Human Immunodeficiency Virus (HIV) in Europe
Europe — By the end of 2013, there were 1.7 million HIV infections in the World Health Organization (WHO) European Region, which includes Russia. In that year, there were 136,235 new HIV diagnoses reported (rate of 15.7 per 100,000 persons). This rate of new diagnoses represents an 80 percent increase compared with the rate in 2004. This increase is mainly due to increasingly high rates in eastern Europe, which was substantially higher than in western Europe (41.2 versus 2.2 new diagnoses per 100,000 persons, respectively). The highest rates were in Russia, Ukraine, and Estonia (55.6, 39.4, and 24.6 new diagnoses per 100,000 persons, respectively). The predominant mode of transmission for new diagnoses differed by region. In western and central Europe, sexual transmission among MSM was the most common route, followed by heterosexual transmission. In contrast, in eastern Europe, heterosexual contact accounted for the most new diagnoses, followed by injection drug use.

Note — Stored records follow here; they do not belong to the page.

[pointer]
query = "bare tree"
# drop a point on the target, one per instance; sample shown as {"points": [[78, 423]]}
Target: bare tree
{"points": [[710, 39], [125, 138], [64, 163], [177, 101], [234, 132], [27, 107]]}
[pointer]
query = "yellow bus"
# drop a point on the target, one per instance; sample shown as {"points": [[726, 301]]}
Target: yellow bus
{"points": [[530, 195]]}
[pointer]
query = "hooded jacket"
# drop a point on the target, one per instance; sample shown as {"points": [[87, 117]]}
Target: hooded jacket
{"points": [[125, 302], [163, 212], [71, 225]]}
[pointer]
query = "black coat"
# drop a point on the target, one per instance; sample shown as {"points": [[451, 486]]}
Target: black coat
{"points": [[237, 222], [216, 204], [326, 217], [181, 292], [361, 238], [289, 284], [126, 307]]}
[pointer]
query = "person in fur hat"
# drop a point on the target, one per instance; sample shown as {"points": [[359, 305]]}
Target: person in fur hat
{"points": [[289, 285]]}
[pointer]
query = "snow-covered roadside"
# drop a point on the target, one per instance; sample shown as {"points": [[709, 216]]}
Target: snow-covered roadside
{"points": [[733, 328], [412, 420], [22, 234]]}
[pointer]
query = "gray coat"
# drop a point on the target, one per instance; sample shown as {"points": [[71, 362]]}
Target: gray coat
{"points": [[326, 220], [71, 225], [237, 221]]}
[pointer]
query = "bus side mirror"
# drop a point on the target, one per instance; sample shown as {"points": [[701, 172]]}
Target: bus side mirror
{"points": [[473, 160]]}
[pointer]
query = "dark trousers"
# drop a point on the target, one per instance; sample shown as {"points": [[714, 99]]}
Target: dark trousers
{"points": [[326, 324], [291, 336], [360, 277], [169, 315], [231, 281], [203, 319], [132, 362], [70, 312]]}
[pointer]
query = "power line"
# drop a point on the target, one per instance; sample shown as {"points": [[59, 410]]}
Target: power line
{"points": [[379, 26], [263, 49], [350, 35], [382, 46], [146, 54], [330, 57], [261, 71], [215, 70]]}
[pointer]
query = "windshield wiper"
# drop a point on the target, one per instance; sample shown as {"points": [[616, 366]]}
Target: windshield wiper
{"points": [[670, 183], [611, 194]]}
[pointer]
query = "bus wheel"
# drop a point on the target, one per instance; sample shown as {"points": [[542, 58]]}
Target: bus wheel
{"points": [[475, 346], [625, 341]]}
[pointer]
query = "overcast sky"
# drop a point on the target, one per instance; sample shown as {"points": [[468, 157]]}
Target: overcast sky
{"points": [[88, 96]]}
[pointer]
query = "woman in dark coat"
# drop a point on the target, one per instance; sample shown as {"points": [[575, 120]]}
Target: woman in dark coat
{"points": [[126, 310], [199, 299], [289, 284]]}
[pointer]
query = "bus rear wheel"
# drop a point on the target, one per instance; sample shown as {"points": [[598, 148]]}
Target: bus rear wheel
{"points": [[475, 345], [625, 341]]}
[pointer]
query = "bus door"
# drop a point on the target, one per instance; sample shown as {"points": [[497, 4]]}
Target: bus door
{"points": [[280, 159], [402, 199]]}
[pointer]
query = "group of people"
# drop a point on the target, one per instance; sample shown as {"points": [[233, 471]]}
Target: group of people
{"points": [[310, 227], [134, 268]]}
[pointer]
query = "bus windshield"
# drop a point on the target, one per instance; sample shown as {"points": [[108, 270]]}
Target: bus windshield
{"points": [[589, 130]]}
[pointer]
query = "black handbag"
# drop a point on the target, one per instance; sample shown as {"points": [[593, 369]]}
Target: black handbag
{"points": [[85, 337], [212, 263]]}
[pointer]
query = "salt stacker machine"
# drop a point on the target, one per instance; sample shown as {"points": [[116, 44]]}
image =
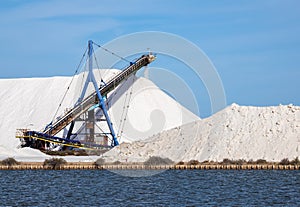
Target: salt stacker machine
{"points": [[46, 140]]}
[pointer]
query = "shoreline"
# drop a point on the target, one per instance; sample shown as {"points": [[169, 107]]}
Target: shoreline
{"points": [[93, 166]]}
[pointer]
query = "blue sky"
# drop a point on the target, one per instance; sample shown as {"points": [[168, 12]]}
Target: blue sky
{"points": [[254, 44]]}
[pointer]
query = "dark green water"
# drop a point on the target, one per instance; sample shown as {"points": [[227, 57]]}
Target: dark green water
{"points": [[170, 188]]}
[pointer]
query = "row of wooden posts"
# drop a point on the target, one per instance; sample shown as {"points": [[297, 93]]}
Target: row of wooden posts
{"points": [[144, 167]]}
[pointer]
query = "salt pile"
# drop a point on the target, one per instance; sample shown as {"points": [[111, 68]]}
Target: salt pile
{"points": [[237, 132], [32, 102]]}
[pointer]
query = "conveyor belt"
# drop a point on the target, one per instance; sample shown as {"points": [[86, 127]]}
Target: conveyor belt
{"points": [[92, 99]]}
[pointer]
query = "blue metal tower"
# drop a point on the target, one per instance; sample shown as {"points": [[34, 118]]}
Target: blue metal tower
{"points": [[91, 79]]}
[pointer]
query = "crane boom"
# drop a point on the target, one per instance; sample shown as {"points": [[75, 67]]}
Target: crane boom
{"points": [[93, 99]]}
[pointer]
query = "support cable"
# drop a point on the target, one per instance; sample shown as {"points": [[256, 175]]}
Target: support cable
{"points": [[107, 50], [64, 96]]}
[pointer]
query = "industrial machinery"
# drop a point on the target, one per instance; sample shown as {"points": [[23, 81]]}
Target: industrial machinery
{"points": [[47, 139]]}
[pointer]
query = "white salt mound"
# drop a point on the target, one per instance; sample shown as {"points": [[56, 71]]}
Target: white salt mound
{"points": [[237, 132], [32, 102]]}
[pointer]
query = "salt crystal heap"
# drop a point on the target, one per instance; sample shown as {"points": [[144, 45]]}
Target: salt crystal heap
{"points": [[237, 132]]}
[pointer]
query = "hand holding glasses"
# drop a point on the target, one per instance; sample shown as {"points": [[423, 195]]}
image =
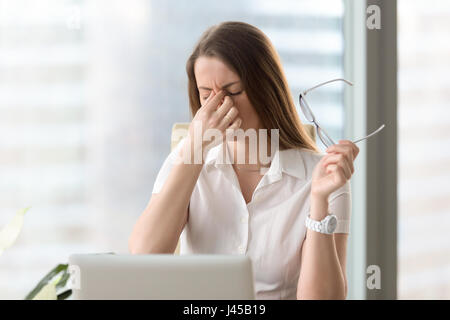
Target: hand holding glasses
{"points": [[309, 115]]}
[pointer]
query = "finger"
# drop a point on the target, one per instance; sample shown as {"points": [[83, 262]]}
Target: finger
{"points": [[215, 101], [342, 161], [225, 107], [345, 149], [236, 124], [228, 118], [211, 94], [339, 172]]}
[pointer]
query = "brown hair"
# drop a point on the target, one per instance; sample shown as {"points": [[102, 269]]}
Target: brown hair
{"points": [[250, 54]]}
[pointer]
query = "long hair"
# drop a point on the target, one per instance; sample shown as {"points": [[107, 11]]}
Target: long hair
{"points": [[250, 54]]}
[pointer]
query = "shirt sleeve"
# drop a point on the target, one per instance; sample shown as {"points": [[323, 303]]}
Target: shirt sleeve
{"points": [[340, 204], [166, 167]]}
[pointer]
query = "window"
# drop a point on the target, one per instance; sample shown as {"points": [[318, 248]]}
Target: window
{"points": [[424, 141]]}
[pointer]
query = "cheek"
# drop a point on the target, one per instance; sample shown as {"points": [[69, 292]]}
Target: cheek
{"points": [[244, 107]]}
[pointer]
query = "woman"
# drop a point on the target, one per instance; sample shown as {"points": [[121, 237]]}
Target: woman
{"points": [[236, 81]]}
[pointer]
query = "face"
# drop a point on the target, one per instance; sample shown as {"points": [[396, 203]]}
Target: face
{"points": [[212, 74]]}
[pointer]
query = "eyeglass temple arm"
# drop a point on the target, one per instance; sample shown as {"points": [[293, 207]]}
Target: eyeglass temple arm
{"points": [[373, 133], [324, 83]]}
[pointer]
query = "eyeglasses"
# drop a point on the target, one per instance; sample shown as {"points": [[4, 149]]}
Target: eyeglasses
{"points": [[309, 115]]}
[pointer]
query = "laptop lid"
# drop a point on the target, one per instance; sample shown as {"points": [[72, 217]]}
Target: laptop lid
{"points": [[162, 276]]}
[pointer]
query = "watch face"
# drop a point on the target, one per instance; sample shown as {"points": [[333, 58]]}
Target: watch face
{"points": [[332, 224]]}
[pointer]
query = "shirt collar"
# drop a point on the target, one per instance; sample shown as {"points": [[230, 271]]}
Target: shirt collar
{"points": [[289, 161]]}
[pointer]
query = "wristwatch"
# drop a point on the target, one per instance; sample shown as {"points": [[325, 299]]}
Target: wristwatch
{"points": [[327, 225]]}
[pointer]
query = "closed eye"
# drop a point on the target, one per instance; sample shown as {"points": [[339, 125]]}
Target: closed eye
{"points": [[231, 94]]}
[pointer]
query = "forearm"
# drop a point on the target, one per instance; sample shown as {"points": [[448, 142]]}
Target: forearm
{"points": [[160, 225], [321, 276]]}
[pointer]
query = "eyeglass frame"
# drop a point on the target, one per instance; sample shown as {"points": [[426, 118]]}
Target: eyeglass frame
{"points": [[319, 130]]}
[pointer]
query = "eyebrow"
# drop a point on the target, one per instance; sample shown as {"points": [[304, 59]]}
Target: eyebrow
{"points": [[224, 87]]}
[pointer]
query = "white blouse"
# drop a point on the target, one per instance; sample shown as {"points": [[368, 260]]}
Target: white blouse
{"points": [[270, 229]]}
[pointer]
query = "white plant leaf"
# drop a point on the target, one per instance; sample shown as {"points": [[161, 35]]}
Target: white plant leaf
{"points": [[10, 232]]}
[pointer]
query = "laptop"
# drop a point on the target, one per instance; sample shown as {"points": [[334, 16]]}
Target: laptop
{"points": [[161, 277]]}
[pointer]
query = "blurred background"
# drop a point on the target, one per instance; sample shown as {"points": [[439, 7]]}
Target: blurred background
{"points": [[89, 91]]}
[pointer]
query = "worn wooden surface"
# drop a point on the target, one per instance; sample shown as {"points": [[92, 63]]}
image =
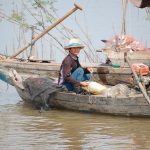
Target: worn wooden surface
{"points": [[102, 73], [127, 106]]}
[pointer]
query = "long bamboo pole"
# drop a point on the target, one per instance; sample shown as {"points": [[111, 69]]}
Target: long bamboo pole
{"points": [[47, 30]]}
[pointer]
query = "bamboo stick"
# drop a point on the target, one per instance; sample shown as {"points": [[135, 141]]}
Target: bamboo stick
{"points": [[47, 30]]}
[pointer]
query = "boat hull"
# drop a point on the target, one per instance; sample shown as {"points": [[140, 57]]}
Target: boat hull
{"points": [[120, 106]]}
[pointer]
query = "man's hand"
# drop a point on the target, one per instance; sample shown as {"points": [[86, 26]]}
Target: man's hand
{"points": [[90, 69], [84, 83]]}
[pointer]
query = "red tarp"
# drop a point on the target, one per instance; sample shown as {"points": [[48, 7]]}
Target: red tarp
{"points": [[141, 3]]}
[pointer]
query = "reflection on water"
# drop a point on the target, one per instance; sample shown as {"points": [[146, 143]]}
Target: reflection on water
{"points": [[22, 127]]}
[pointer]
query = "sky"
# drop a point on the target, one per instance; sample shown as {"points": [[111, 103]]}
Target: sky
{"points": [[100, 19]]}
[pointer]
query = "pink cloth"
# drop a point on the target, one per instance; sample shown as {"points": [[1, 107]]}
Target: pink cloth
{"points": [[125, 41]]}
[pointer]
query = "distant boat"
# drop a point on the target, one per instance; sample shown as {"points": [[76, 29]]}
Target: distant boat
{"points": [[141, 3]]}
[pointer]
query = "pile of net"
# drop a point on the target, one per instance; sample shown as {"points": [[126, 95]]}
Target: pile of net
{"points": [[120, 90]]}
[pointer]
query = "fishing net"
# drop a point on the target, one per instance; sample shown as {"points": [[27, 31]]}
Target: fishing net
{"points": [[119, 90]]}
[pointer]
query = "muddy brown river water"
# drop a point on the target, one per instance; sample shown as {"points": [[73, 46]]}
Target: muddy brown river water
{"points": [[23, 128]]}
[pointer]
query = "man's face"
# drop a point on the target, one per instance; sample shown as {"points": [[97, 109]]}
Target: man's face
{"points": [[75, 50]]}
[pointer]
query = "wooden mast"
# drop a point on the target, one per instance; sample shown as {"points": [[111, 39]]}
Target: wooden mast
{"points": [[47, 30]]}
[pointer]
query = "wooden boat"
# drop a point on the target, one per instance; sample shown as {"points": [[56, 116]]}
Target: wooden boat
{"points": [[106, 74], [49, 69], [135, 105], [141, 3]]}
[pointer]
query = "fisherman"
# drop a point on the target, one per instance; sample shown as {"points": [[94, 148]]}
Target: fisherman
{"points": [[72, 74]]}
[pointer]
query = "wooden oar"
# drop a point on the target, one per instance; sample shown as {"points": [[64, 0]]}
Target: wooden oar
{"points": [[138, 81], [47, 30]]}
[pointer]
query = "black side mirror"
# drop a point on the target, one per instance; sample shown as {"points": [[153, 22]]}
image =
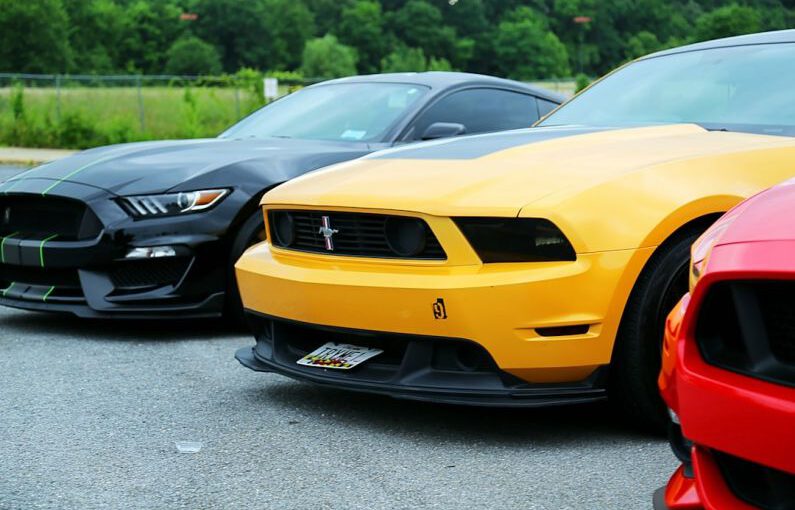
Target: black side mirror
{"points": [[443, 130]]}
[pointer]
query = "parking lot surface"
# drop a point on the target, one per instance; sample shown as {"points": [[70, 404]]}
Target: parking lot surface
{"points": [[90, 413]]}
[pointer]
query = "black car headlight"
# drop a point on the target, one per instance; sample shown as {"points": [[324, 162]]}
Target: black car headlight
{"points": [[172, 204], [516, 239]]}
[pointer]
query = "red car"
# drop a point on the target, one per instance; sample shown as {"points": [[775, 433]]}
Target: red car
{"points": [[728, 372]]}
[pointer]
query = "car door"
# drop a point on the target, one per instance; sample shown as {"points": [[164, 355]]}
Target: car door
{"points": [[478, 110]]}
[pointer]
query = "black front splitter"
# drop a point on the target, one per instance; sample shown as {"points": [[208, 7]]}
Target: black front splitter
{"points": [[549, 395]]}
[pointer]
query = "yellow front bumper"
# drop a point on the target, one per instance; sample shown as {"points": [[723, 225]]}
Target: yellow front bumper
{"points": [[499, 306]]}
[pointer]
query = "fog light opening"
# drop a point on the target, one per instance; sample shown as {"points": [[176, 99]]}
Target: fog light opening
{"points": [[154, 252]]}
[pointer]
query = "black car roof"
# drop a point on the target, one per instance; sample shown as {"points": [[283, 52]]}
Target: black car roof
{"points": [[441, 80], [777, 37]]}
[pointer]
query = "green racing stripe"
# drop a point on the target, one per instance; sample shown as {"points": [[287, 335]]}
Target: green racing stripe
{"points": [[3, 247], [41, 248]]}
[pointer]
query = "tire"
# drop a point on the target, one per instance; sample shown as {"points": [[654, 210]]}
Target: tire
{"points": [[250, 233], [637, 353]]}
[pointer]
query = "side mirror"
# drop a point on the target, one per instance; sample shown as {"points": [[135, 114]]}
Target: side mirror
{"points": [[443, 130]]}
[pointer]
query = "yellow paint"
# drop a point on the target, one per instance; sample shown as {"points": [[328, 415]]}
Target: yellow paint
{"points": [[616, 195]]}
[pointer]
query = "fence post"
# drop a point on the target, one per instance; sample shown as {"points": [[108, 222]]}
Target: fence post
{"points": [[140, 103], [58, 98]]}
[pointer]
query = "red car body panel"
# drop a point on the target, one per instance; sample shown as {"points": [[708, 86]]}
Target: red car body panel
{"points": [[721, 410]]}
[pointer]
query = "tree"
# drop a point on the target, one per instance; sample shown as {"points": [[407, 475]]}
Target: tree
{"points": [[34, 36], [642, 44], [326, 57], [405, 60], [149, 29], [94, 33], [362, 26], [191, 55], [727, 21], [527, 50]]}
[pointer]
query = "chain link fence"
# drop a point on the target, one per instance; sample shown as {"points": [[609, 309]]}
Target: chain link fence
{"points": [[79, 111]]}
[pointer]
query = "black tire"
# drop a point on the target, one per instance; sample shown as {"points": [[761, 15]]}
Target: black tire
{"points": [[637, 353], [250, 233]]}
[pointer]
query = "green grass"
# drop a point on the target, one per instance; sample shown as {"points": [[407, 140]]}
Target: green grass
{"points": [[86, 117]]}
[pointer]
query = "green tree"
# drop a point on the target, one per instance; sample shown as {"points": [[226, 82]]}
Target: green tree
{"points": [[527, 50], [149, 29], [728, 20], [362, 26], [94, 33], [326, 57], [641, 44], [191, 55], [34, 36]]}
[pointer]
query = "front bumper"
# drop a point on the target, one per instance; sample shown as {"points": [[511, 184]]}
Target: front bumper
{"points": [[444, 370], [543, 323], [91, 276]]}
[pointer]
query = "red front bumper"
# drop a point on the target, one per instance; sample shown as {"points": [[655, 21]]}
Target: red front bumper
{"points": [[719, 410]]}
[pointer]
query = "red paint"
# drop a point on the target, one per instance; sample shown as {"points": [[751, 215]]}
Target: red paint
{"points": [[718, 409]]}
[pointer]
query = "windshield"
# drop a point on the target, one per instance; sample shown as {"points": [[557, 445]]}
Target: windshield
{"points": [[745, 88], [356, 112]]}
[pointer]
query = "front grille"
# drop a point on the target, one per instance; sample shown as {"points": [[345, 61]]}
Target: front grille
{"points": [[358, 234], [144, 274], [41, 216], [749, 327], [758, 485]]}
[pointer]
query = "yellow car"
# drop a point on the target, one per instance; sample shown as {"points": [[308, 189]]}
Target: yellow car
{"points": [[533, 267]]}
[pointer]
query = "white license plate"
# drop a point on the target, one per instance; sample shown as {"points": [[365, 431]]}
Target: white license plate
{"points": [[338, 356]]}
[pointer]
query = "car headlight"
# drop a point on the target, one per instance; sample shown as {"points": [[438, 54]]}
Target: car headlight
{"points": [[702, 248], [516, 239], [171, 204]]}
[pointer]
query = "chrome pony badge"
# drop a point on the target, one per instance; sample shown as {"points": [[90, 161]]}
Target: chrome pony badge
{"points": [[327, 232]]}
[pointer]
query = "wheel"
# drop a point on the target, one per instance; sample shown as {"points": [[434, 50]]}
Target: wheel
{"points": [[250, 233], [637, 353]]}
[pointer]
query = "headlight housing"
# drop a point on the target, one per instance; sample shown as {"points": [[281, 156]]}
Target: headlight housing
{"points": [[516, 239], [171, 204]]}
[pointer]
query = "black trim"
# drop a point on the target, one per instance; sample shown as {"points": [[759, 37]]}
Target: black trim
{"points": [[413, 367]]}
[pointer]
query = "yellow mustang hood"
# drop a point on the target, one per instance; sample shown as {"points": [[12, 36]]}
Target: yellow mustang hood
{"points": [[498, 174]]}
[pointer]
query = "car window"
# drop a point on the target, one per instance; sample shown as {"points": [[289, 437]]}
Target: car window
{"points": [[354, 112], [738, 88], [480, 111]]}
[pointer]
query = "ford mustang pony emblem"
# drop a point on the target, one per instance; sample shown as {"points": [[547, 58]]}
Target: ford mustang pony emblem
{"points": [[327, 232]]}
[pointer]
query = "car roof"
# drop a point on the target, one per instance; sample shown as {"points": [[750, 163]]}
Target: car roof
{"points": [[442, 80], [776, 37]]}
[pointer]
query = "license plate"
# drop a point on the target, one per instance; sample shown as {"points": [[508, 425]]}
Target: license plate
{"points": [[338, 356]]}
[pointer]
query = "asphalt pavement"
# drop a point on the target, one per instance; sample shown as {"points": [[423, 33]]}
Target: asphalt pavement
{"points": [[91, 412]]}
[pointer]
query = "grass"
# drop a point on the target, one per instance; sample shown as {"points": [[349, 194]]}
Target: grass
{"points": [[83, 117], [86, 117]]}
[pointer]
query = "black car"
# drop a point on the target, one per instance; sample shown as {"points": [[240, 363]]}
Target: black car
{"points": [[153, 229]]}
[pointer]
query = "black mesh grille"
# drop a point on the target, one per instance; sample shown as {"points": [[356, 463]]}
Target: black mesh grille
{"points": [[361, 235], [143, 274], [761, 486], [749, 327], [42, 216]]}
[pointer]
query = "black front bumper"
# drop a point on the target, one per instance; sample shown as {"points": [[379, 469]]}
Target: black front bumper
{"points": [[81, 267], [445, 370]]}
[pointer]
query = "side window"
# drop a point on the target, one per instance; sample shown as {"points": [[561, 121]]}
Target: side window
{"points": [[545, 106], [480, 111]]}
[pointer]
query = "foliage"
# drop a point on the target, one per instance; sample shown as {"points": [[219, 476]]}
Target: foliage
{"points": [[190, 55], [526, 50], [405, 59], [327, 57], [519, 38]]}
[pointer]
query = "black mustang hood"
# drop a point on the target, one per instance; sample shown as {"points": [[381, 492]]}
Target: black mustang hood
{"points": [[181, 165]]}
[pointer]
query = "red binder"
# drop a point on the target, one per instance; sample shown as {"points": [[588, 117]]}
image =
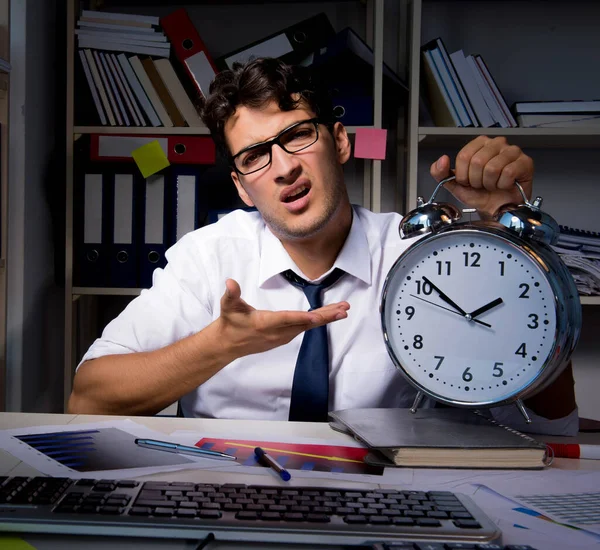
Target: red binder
{"points": [[190, 49], [179, 149]]}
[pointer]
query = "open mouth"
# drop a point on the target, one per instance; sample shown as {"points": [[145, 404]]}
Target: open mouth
{"points": [[302, 192]]}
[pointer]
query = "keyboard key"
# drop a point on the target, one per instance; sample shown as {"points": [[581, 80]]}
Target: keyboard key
{"points": [[467, 524]]}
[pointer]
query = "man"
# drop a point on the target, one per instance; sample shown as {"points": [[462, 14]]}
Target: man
{"points": [[193, 338]]}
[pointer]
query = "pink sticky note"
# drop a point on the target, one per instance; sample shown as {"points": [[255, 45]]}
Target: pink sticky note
{"points": [[369, 143]]}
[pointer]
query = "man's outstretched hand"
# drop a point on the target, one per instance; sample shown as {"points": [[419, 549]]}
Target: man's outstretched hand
{"points": [[246, 330]]}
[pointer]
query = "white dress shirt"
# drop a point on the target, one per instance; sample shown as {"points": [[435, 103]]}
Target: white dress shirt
{"points": [[185, 298]]}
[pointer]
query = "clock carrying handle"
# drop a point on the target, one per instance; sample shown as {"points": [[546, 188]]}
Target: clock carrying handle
{"points": [[450, 178]]}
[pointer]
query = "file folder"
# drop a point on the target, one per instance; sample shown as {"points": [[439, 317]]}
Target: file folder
{"points": [[216, 214], [352, 106], [91, 256], [190, 50], [185, 200], [345, 64], [179, 149], [154, 227], [292, 44], [123, 263]]}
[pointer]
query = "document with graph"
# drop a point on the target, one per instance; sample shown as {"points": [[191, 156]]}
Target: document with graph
{"points": [[102, 449]]}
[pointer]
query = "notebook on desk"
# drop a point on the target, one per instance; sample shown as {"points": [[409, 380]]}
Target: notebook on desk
{"points": [[439, 438]]}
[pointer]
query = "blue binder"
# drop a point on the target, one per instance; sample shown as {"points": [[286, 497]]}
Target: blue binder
{"points": [[153, 227], [123, 262], [91, 232]]}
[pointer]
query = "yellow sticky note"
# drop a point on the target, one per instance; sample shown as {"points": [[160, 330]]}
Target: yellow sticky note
{"points": [[150, 158], [14, 543]]}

Treatment of Human Immunodeficiency Virus (HIV)
Marked advances in HIV antiretroviral therapy (ART) have resulted in significant changes in the survival rate and quality of life of HIV-infected individuals. Improving delivery of ART in resource-limited countries has been a primary focus of international efforts to combat the HIV epidemic. However, despite the advances in ART provision in such settings, a large proportion of HIV-infected patients still do not have access to or are otherwise not receiving ART. Additionally, a moderate failure rate and risk of adverse events leaves a portion of the population unable to receive adequate care.